I also think it is important to look at prices in real terms (inflation adjusted). Case-Shiller, CoreLogic and others report nominal house prices. As an example, if a house price was $200,000 in January 2000, the price would be close to $276,000 today adjusted for inflation (about 38%). That is why the second graph below is important - this shows "real" prices (adjusted for inflation).
Earlier: Case-Shiller: Case-Shiller: Comp 20 House Prices increased 13.7% year-over-year in November
Nominal House Prices
The first graph shows the quarterly Case-Shiller National Index SA (through Q3 2013), and the monthly Case-Shiller Composite 20 SA and CoreLogic House Price Indexes (through November) in nominal terms as reported.
In nominal terms, the Case-Shiller National index (SA) is back to Q1 2004 levels (and also back up to Q3 2008), and the Case-Shiller Composite 20 Index (SA) is back to June 2004 levels, and the CoreLogic index (NSA) is back to October 2004.
Real House Prices
The second graph shows the same three indexes in real terms (adjusted for inflation using CPI less Shelter). Note: some people use other inflation measures to adjust for real prices.
In real terms, the National index is back to Q1 2001 levels, the Composite 20 index is back to May 2002, and the CoreLogic index back to May 2002.
In real terms, house prices are back to early '00s levels.
Price-to-Rent
In October 2004, Fed economist John Krainer and researcher Chishen Wei wrote a Fed letter on price to rent ratios: House Prices and Fundamental Value. Kainer and Wei presented a price-to-rent ratio using the OFHEO house price index and the Owners' Equivalent Rent (OER) from the BLS.
Here is a similar graph using the Case-Shiller National, Composite 20 and CoreLogic House Price Indexes.
This graph shows the price to rent ratio (January 1998 = 1.0).
On a price-to-rent basis, the Case-Shiller National index is back to Q4 2000 levels, the Composite 20 index is back to Aug 2002 levels, and the CoreLogic index is back to February 2003.
In real terms - and as a price-to-rent ratio - prices are mostly back to early 2000 levels.
Nominal Prices: Cities relative to Jan 2000
The last graph shows the bubble peak, the post bubble minimum, and current nominal prices relative to January 2000 prices for all the Case-Shiller cities in nominal terms.
As an example, at the peak, prices in Phoenix were 127% above the January 2000 level.

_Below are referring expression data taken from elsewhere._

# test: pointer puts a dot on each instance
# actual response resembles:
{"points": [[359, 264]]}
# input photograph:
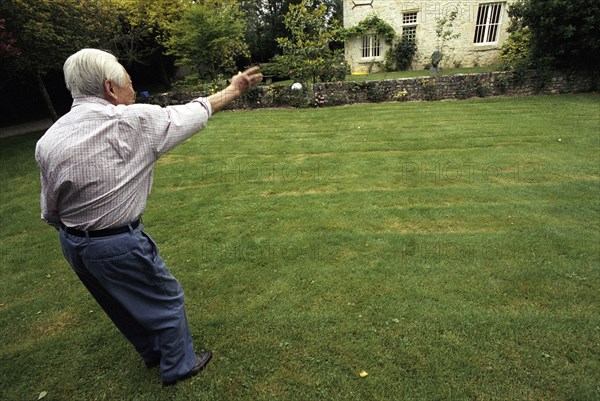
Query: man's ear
{"points": [[109, 91]]}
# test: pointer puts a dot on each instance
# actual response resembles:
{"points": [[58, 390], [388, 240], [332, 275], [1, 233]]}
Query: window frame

Then prices in Phoenix fell slightly below the January 2000 level, and are now up 44% above January 2000 (44% nominal gain in 14 years).
These are nominal prices, and as I noted above real prices (adjusted for inflation) are up about 38% since January 2000 - so the increase in Phoenix from January 2000 until now is just a little above the change in overall prices due to inflation.
Two cities - Denver (up 45% since Jan 2000) and Dallas (up 32% since Jan 2000) - are at new highs (no other Case-Shiller Comp 20 city is very close). Denver is up slightly more than inflation over that period, and Dallas slightly less. Detroit prices are still below the January 2000 level.